A python tool for generating a Newick formatted tree from alist of classifications
Project description
# treemaker
A Python library for creating a Newick formatted tree from a set of classification strings (e.g. a taxonomy)
[![Build Status](https://travis-ci.org/SimonGreenhill/treemaker.svg?branch=master)](https://travis-ci.org/SimonGreenhill/treemaker)
[![Coverage Status](https://coveralls.io/repos/SimonGreenhill/treemaker/badge.svg?branch=master&service=github)](https://coveralls.io/github/SimonGreenhill/treemaker?branch=master)
[![DOI](https://zenodo.org/badge/22704/SimonGreenhill/treemaker.svg)](https://zenodo.org/badge/latestdoi/22704/SimonGreenhill/treemaker)
[![status](http://joss.theoj.org/papers/19eae6958062fc8a72d8a02efdaf8b23/status.svg)](http://joss.theoj.org/papers/19eae6958062fc8a72d8a02efdaf8b23)
```treemaker``` is a Python library to convert a text-based classification schema into a Newick file for use in phylogenetic and bioinformatic programs.
Research in linguistics or cultural evolution often produces or uses tree taxonomies or classifications. However, these are usually not in a format readily available for use in programs that can understand and manipulate trees. For example, the global taxonomy of languages published by the [Ethnologue](https://www.ethnologue.com/) classifies languages into families and subgroups using a taxonomy string e.g. the language [Kalam](https://www.ethnologue.com/language/kmh) is classified as "Trans-New Guinea, Madang, Kalam-Kobon", while [Mauwake](https://www.ethnologue.com/language/mhl) is classified as "Trans-New Guinea, Madang, Croisilles, Pihom", and [Kare](https://www.ethnologue.com/language/kmf) is "Trans-New Guinea, Madang, Croisilles, Kare". This classification indicates that while all these languages are part of the Madang subgroup of the Trans-New Guinea language family, Kare and Mauwake are more closely related (as they belong to the Croisilles subgroup).
Other publications use a tabular indented format to demarcate relationships, such as the example in Figure 1 from Stephen Wurm's classification of his proposed Yele-Solomons language phylum (Wurm 1975).
Both the taxonomy string and tabular format however are hard to load into software packages that can analyse, compare, visualise and manipulate trees. ```treemaker``` aims to make this easy by converting taxonomic data into [Newick](https://en.wikipedia.org/wiki/Newick_format) and Nexus (Maddison 1997) formats commonly used by phylogenetic manipulation programs.
## Converting a Taxonomy to a Tree:
```treemaker``` can convert a text file with a taxonomy to a tree.

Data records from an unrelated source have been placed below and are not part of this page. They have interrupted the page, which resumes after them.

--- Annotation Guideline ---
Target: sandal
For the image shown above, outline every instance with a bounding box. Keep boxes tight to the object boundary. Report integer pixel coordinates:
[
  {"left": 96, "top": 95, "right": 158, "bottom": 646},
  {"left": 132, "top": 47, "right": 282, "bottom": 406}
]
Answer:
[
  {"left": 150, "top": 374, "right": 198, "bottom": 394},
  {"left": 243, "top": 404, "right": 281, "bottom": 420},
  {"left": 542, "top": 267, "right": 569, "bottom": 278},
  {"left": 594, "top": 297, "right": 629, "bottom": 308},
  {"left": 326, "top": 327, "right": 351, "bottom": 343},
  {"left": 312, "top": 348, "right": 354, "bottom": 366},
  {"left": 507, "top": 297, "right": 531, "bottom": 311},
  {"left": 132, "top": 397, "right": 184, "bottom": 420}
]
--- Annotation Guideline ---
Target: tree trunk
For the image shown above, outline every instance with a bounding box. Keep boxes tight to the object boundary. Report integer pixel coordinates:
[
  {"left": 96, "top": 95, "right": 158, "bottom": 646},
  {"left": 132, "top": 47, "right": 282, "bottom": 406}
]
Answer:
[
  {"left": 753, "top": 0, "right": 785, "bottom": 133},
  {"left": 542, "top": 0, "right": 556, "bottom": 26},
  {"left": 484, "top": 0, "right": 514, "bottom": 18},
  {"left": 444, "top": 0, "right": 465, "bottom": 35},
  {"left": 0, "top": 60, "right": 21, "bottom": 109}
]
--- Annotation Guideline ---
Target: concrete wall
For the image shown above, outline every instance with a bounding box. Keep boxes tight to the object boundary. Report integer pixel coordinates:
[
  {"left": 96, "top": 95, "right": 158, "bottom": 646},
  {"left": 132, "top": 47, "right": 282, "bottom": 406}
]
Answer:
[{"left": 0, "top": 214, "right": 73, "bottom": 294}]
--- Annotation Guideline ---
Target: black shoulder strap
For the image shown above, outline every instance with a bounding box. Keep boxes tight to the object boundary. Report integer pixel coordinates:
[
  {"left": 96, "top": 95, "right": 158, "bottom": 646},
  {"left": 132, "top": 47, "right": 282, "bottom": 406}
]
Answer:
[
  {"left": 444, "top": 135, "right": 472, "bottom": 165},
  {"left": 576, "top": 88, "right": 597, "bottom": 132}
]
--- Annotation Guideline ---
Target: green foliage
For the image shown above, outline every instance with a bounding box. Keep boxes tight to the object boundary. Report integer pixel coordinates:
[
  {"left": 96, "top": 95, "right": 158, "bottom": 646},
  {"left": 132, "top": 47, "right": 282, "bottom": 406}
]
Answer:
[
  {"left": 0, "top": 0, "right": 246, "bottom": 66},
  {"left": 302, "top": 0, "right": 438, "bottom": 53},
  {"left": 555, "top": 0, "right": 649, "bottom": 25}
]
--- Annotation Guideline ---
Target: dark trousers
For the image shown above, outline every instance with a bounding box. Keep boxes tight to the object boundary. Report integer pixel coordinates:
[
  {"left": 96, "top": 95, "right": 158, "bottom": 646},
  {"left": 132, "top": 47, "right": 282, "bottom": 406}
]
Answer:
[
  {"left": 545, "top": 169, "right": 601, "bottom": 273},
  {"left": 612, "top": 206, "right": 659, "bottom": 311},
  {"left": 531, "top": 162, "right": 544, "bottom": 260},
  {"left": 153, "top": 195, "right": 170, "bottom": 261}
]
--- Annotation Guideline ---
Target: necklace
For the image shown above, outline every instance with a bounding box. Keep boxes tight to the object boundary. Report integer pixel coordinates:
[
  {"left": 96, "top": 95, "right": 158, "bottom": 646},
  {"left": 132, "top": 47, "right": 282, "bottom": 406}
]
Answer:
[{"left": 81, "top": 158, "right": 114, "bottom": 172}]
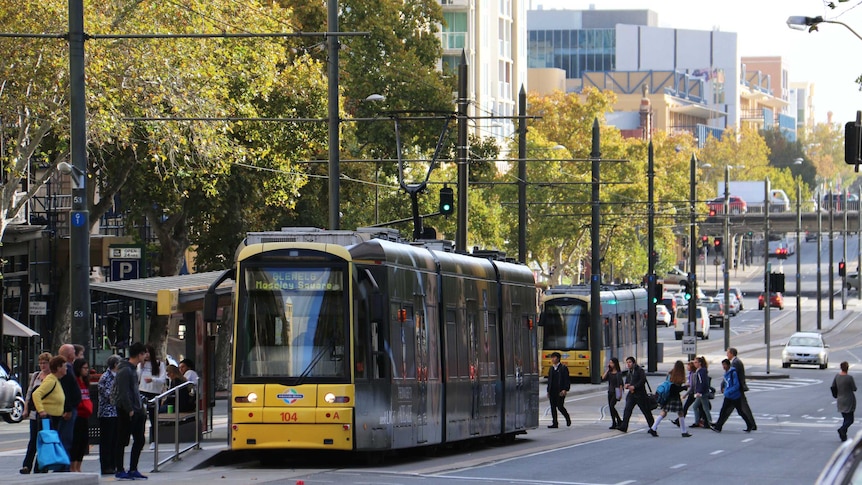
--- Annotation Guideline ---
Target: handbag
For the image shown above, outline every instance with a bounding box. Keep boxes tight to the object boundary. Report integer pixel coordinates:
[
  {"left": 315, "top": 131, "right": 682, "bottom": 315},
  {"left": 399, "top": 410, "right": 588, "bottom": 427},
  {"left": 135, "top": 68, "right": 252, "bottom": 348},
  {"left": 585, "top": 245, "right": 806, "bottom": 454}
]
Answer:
[{"left": 36, "top": 419, "right": 69, "bottom": 471}]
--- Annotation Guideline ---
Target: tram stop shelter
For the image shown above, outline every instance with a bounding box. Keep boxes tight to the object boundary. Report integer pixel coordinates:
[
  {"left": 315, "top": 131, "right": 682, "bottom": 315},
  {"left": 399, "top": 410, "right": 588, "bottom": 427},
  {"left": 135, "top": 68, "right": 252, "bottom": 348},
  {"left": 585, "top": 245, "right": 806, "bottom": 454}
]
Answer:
[{"left": 90, "top": 271, "right": 233, "bottom": 430}]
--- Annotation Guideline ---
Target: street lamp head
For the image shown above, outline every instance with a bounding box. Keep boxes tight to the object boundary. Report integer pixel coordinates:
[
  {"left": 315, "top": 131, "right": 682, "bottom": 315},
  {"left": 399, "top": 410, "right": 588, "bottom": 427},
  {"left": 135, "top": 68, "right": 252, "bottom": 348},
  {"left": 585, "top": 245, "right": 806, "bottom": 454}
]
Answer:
[{"left": 787, "top": 15, "right": 823, "bottom": 32}]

These taxonomies can easily be obtained from Ethnologue or manually entered, such as this example from Wurm's (outdated) classification of Yele-Solomons in Figure 1:
```text
Bilua Yele-Solomons, Central Solomon
Baniata Yele-Solomons, Central Solomon
Lavukaleve Yele-Solomons, Central Solomon
Savosavo Yele-Solomons, Central Solomon
Kazukuru Yele-Solomons, Kazukuru
Guliguli Yele-Solomons, Kazukuru
Dororo Yele-Solomons, Kazukuru
Yele Yele-Solomons
```
``treemaker`` can then generate a Newick representation:
```text
((Baniata,Bilua,Lavukaleve,Savosavo),(Dororo,Guliguli,Kazukuru),Yele);
```
...which can then be loaded into phylogenetic programs to visualise or manipulate as in Figure 2.
```treemaker``` has been used to enable the analyses in (Bromham et al. 2018), and a number of forthcoming articles.
![Example of a language taxonomy in indented format from Wurm (1975).](wurm1975.png)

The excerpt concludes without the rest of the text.